In my long academic journey to get both a PhD and an MFA, I was never under the illusion that I would be making a six-figure salary on the other side of all my hard work, but I also wasn’t prepared for the accumulating costs of rejections. I was fortunate enough not to have large amounts of debt from graduate school. Not everyone is so lucky. As an emerging author and translator, the path that was recommended to me was to build up publications in literary journals and magazines before reaching out to publishers about writing and/or translating a larger work, such as a novel or collection of short stories. I decided to cast my net wide and send short stories to lots of different publications assuming that most of them would be rejections. To be honest, I haven’t added up the monetary cost of all my efforts and the publications that I have gotten have all been unpaid, leaving me to wonder (at least for myself) if this could ever be sustainable, even just as a hobby.
I don’t currently have a solution to this problem, but I am potentially optimistic that doing more to support magazines that do not charge writers to submit, as well as authors self-publishing their own original works coupled with self-promotion through social media, may be ways to level the playing field. The cost then becomes time and research rather than money, and I think as an academic and writer that is a cost I am much more willing to pay.

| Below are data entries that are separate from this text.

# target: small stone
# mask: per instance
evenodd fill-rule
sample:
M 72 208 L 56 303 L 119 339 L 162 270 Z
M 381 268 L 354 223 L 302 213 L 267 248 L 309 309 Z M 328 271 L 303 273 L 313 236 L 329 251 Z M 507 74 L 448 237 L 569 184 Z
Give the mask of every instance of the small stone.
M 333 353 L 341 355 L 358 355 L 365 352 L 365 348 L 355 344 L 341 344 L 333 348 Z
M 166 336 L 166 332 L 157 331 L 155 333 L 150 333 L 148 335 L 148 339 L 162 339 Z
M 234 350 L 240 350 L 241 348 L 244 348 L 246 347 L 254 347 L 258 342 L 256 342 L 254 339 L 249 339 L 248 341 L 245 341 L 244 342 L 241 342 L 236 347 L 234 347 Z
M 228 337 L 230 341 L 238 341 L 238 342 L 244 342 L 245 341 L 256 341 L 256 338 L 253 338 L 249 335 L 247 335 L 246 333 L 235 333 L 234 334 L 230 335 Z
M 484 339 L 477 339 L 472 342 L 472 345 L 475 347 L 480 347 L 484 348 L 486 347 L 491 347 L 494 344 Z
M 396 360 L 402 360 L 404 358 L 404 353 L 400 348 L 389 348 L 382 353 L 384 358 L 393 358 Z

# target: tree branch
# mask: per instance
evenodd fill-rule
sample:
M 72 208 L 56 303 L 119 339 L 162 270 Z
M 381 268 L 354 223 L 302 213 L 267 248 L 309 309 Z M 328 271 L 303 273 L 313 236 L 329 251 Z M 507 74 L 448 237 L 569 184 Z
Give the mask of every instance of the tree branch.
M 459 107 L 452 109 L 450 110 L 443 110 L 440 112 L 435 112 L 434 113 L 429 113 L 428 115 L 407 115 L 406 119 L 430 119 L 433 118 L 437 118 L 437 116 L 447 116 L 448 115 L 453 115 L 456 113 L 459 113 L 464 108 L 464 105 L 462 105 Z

Does anyone know when lit mags started requiring submission fees? My short stories started being published in the 1980s and I don't recall ever paying to be read. I've published two short story collections and not one story in those books was published after paying the magazine. And I was paid for many of them.

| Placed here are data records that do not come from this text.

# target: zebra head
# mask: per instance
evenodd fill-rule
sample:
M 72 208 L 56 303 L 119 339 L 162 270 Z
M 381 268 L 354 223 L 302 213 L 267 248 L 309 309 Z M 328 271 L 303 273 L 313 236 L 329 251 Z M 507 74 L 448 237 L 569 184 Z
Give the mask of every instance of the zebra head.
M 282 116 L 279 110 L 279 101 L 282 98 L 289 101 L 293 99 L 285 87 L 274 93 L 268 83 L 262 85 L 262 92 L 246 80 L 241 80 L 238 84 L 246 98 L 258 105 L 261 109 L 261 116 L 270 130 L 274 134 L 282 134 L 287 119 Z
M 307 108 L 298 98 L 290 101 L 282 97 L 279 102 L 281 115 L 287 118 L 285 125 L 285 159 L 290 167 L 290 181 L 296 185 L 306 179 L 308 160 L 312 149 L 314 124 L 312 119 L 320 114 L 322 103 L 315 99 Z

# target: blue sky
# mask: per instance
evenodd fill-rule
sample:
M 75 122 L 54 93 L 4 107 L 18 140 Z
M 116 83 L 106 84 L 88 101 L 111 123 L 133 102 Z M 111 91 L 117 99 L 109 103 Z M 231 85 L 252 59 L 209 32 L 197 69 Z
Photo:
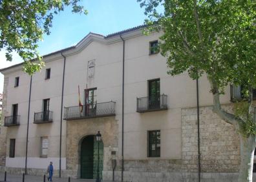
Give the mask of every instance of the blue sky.
M 90 32 L 102 35 L 119 32 L 144 23 L 145 15 L 136 0 L 83 0 L 87 15 L 74 14 L 68 7 L 56 15 L 50 35 L 45 35 L 39 44 L 41 55 L 76 45 Z M 14 53 L 13 61 L 7 62 L 5 52 L 0 52 L 0 68 L 21 63 Z M 0 74 L 0 92 L 3 76 Z

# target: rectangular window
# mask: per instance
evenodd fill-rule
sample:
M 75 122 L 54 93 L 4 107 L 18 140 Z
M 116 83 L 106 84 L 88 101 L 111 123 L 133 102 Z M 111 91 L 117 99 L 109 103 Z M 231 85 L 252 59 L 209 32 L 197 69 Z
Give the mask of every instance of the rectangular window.
M 48 141 L 47 137 L 41 137 L 41 157 L 47 157 Z
M 160 105 L 160 79 L 148 81 L 149 108 L 158 108 Z
M 160 157 L 160 130 L 148 131 L 148 152 L 149 157 Z
M 49 121 L 50 99 L 43 100 L 43 121 Z
M 18 115 L 18 105 L 12 105 L 12 124 L 17 124 Z
M 19 86 L 19 77 L 15 78 L 14 87 Z
M 10 139 L 10 153 L 9 153 L 10 157 L 15 157 L 15 139 Z
M 47 68 L 45 70 L 45 79 L 50 79 L 50 68 Z
M 149 54 L 155 54 L 158 52 L 158 41 L 156 40 L 149 42 Z
M 93 116 L 96 114 L 97 88 L 85 90 L 85 110 L 87 116 Z

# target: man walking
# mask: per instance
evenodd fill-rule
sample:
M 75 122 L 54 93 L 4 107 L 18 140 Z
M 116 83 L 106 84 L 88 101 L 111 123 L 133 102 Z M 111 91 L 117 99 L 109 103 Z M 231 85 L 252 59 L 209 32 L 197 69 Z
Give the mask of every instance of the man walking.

I escaped academia many years ago to write and review full-time, but in my transition to writing fiction full-time, I was still working on some academic writing, specifically about the affect (feeling) of shame in the work and life of Edith Wharton. I had a handful of articles accepted by academic journals. One of the most influential in the country rejected a piece with a withering two-page reader's report about how the work was 1) unoriginal and 2) pop psychology. I enjoyed writing a reply to point out that the work was of course original new because nobody had ever published an essay on the Wharton novella in question. I knew that because I had consulted the author of the forthcoming Wharton secondary bibliography. As for "pop psychology," a major speaker's series at the university sponsoring the journal had recently had a lecturer on, yes, shame. The editor replied somewhat abashed that readers could be "over-enthusiastic."
I've had fun skewering academic pomposity in many forms in my Nick Hoffman mystery series, which is what got me my first NYTBR review.